The shopaholism in me was unleashed when I started receiving my own salary. It’s as if I’m always in the mall every week. In fact, I’m always in the mall every week now, splurging the money I worked hard for in bags, dresses, shirts, blouse, shoes and all.
After church, my mom and I went to SM Bacoor. I bought the bags we’re eyeing. We had a really nice time. If there’s one thing that I and my mom agreed on everything about it, it’ll be shopping. Like her, I can stay in the mall all day, just trying out everything and buying whatever we decided to buy. But for me, since I earn my own money, I try to be practical by buying not-too-expensive alternatives for the designer pieces. But I’m just trying to be. Haha.
I bought flip-flops again, and bags. I bought my brothers perfume and a lot more things that I don’t remember.
It’s not LOVE that makes me happy anymore. It’s shopping. Kidding, haha. Well, aside from being in love and feeling blessed by God, that’s the feeling I most enjoy.
We went home, and I was really happy. Haha. I put the flip-flops I bought for Chyna as my birthday present for her in a Guess? Paper bag and rested for awhile. When it’s not too hot already, I went to her house to give her my present. It’s a pair of Toeberry flip-flops. It cost me some money, but it’s way cheaper than Havaianas.
My brothers were complaining about my footwears. It’s all over the place, you know. We had a place in the house wherein we keep our footwears, and Carl said, ”What are you gonna do with all of that? You have so many already, in fact you, just bought a new one, even if you haven’t used the others.” Well, I remember using some of them, but not that often. There will be a right occasion to wear each pair. Anyways, yes, I buy alot of things for myself, but of course I see to it that I also buy something for them whenever I go the mall. Just like last week, I bought Fila slippers, and I bought three pairs, one for each of us. And today, i bought perfume for them.

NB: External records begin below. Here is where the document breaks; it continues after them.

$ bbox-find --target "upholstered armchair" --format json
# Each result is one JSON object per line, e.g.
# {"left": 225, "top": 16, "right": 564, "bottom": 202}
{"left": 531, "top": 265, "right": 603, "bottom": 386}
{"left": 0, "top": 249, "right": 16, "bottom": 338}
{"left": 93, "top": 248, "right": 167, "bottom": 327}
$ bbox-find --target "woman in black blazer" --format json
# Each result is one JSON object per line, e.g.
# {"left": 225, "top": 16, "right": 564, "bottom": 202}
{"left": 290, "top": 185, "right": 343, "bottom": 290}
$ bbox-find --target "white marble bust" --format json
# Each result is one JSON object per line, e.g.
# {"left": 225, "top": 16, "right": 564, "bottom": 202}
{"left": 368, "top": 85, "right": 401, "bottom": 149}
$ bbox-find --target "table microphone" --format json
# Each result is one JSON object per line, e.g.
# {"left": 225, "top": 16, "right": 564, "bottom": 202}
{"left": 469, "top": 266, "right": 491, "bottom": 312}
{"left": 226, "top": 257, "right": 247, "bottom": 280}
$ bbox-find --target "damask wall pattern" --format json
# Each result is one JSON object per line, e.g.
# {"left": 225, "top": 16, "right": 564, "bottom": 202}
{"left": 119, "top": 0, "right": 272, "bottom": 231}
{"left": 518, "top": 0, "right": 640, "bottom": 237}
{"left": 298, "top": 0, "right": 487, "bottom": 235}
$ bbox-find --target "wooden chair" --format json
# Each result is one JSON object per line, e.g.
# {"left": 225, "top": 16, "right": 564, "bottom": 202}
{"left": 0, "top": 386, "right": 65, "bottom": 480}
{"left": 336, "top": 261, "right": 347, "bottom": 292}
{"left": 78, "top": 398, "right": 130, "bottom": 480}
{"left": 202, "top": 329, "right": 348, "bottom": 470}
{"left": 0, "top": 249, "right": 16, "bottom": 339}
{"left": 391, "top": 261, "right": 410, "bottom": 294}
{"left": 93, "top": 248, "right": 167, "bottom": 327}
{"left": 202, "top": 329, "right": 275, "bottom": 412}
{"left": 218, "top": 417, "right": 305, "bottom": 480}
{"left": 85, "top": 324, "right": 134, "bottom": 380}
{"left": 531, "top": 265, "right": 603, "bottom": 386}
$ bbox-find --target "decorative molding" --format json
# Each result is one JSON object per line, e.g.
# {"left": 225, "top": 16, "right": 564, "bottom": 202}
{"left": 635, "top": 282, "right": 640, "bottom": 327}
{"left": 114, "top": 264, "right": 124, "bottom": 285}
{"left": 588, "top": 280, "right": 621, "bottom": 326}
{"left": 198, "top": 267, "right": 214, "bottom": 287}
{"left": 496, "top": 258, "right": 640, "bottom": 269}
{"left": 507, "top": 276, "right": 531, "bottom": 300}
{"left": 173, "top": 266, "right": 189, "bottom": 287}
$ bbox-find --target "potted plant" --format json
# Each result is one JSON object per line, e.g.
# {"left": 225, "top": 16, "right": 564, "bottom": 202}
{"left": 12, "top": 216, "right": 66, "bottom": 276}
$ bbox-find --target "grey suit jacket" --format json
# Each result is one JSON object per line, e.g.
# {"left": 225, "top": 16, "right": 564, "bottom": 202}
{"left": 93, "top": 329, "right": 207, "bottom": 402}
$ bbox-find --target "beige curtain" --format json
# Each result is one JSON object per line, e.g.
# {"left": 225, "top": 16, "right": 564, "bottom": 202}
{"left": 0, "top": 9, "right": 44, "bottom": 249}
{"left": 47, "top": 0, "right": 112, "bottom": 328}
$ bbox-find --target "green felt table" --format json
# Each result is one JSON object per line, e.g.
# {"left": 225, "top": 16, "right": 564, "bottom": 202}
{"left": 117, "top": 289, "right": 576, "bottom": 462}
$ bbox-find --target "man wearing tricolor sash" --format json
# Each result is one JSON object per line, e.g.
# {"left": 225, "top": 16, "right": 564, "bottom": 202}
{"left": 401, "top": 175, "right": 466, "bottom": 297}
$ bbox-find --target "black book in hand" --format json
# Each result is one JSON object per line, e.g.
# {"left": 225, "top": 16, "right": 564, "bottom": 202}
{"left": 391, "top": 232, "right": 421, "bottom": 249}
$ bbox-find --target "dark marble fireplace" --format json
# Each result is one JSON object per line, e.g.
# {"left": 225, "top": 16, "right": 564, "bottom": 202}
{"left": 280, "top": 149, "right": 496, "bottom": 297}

When I went to my room, it was a disaster. I fixed the place, and arranged everything back to their places. I hung my bags at the back of the door, and folded my clothes back into my closet. Everything was perfect again. Haha.
I didn’t stay that much at Chyna’s house. I went home right away and logged online. There goes Gareth’s offline message:
hey regine. hope everything is going well with you. I don’t get much time to come on anymore, due to school and my internship. I was kinda hoping to see you on though… thats ok. Maybe tomorrow. I really only get to talk on the weekends now. In anycase, even if I dont talk to you, I hope your doing well. I look forward to seeing you on and hearing from you.
I missed him so much, to tell you the truth. I chatted with my friends in ebaby while I was writing here. Melissa was damn difficult, you know. I didn’t know what’s wrong with her. She just sent me a pm in Msn, asking what my problem is. I don’t wanna talk about it, because it’s purely bull and I don’t give a damn about it. In the end, she apologized, and I did too and guess what, we’re still friends. Haha. Old people are so like that.